C’est méconnaître la réalité quotidienne du travail de l’enseignant que d’imaginer que celui-ci n’exerce pas d’autorité. Même la crise d’autorité qui secoue l’école contemporaine n’a pas vraiment modifié le rapport du maître à l’élève, surtout dans les petites classes.


On pourrait même dire que l’enseignant a plus que de l’autorité puisqu’il est un modèle. Le premier modèle d’adulte, après ses parents, pour l’enfant qui arrive à l’école et quitte souvent sa famille pour la première fois. Quiconque a entendu un élève du primaire parler de « sa » maîtresse sait combien ce personnage peut être aux yeux de l’enfant une sorte de demi-dieu. Au point où les parents risquent gros à le contredire.
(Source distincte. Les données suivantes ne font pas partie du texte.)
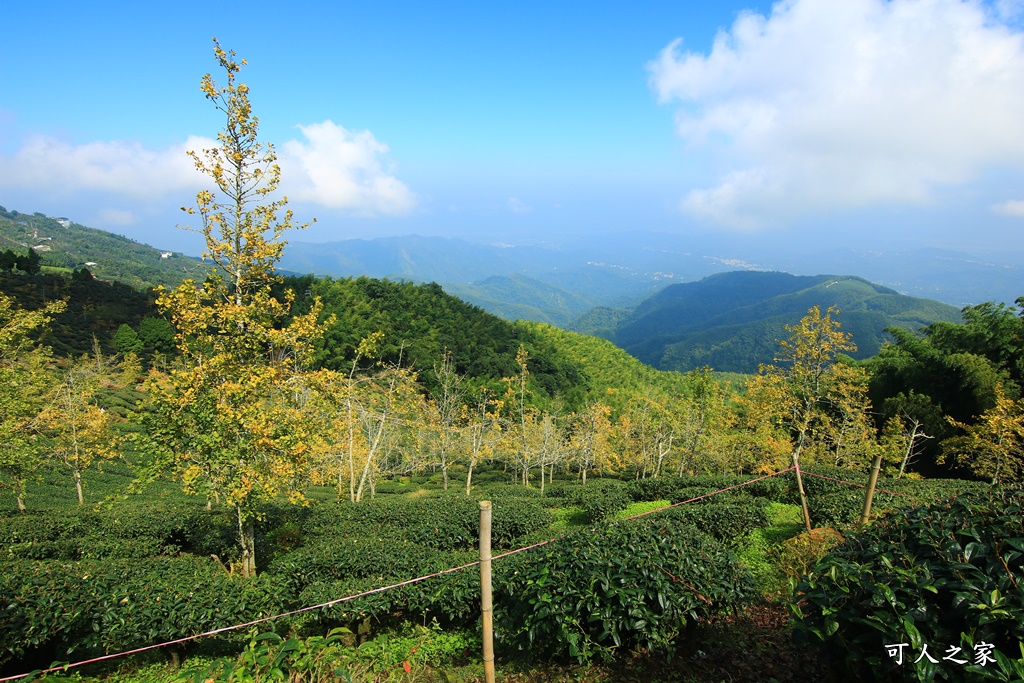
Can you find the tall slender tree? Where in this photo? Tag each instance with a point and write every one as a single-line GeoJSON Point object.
{"type": "Point", "coordinates": [228, 422]}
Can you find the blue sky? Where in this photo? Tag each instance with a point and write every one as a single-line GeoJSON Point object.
{"type": "Point", "coordinates": [852, 121]}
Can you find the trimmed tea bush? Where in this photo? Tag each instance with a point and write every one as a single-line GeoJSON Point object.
{"type": "Point", "coordinates": [634, 584]}
{"type": "Point", "coordinates": [947, 574]}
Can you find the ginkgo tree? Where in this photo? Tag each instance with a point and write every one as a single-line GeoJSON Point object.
{"type": "Point", "coordinates": [228, 420]}
{"type": "Point", "coordinates": [78, 430]}
{"type": "Point", "coordinates": [24, 384]}
{"type": "Point", "coordinates": [810, 388]}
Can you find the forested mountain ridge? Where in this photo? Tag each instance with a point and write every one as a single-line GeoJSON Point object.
{"type": "Point", "coordinates": [107, 255]}
{"type": "Point", "coordinates": [731, 321]}
{"type": "Point", "coordinates": [619, 269]}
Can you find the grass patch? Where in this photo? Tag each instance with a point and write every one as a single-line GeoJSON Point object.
{"type": "Point", "coordinates": [566, 518]}
{"type": "Point", "coordinates": [640, 508]}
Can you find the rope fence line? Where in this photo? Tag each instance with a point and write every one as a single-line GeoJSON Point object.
{"type": "Point", "coordinates": [851, 483]}
{"type": "Point", "coordinates": [331, 603]}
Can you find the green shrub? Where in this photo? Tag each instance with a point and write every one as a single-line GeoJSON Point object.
{"type": "Point", "coordinates": [947, 574]}
{"type": "Point", "coordinates": [655, 488]}
{"type": "Point", "coordinates": [601, 499]}
{"type": "Point", "coordinates": [634, 584]}
{"type": "Point", "coordinates": [53, 609]}
{"type": "Point", "coordinates": [727, 519]}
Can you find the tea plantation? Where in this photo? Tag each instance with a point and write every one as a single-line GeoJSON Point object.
{"type": "Point", "coordinates": [135, 570]}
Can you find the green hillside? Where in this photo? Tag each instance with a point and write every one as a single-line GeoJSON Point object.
{"type": "Point", "coordinates": [613, 376]}
{"type": "Point", "coordinates": [108, 256]}
{"type": "Point", "coordinates": [731, 321]}
{"type": "Point", "coordinates": [519, 297]}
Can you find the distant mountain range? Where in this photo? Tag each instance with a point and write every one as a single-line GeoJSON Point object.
{"type": "Point", "coordinates": [65, 246]}
{"type": "Point", "coordinates": [733, 321]}
{"type": "Point", "coordinates": [674, 302]}
{"type": "Point", "coordinates": [557, 284]}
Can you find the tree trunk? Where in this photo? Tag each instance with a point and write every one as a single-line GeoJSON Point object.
{"type": "Point", "coordinates": [247, 539]}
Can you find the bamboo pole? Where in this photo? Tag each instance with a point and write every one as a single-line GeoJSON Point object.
{"type": "Point", "coordinates": [869, 493]}
{"type": "Point", "coordinates": [486, 606]}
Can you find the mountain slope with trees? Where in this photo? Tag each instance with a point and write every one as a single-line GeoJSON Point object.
{"type": "Point", "coordinates": [105, 255]}
{"type": "Point", "coordinates": [731, 321]}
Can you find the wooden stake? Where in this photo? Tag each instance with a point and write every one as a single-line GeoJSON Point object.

C’est pourquoi, comme le soulignait récemment un lecteur, le plus indisposé devant une enseignante voilée ne sera pas le petit catholique où celui qui vit dans une famille sans religion. Ce sera plutôt le petit musulman (et ses parents), qui ne pourra jamais se sentir vraiment libre face à une enseignante qui affirme de manière aussi péremptoire ses convictions religieuses. On ironise en disant que les religieuses qui enseignaient encore dans les années 1960 n’ont converti personne. Peut-être. Mais qui avait le courage de se lever dans leur classe pour affirmer que Dieu n’existait pas ou pour simplement poser la question ? Veut-on sérieusement revenir à cette époque ?


Le peu de considération que certains accordent aux enfants dans le débat en cours tient aussi à une conception de l’école ouverte aux quatre vents. Une école où paradent en permanence les lobbies et les idéologies, les croyances et les opinions. Or, pour jouer véritablement son rôle, l’école doit être un refuge qui permet de prendre du recul et de la hauteur. Le savoir a ses exigences, et même ses rites.


On n’entre pas dans une école comme dans un hall de gare. Exactement comme pour lire, il faut s’isoler. On ne peut se concentrer ni dans une foire ni bousculé par la foule. Pour lire, il faut une bibliothèque où l’on impose le silence, quitte à brimer les droits de certains. De même l’école devrait-elle être préservée le plus possible du bruit ambiant qui frise aujourd’hui la cacophonie, et au premier titre des croyances et des idéologies, afin de respecter ce que Louis Germain appelait si justement « ce qu’il y a de plus sacré dans l’enfant : le droit de chercher sa vérité ».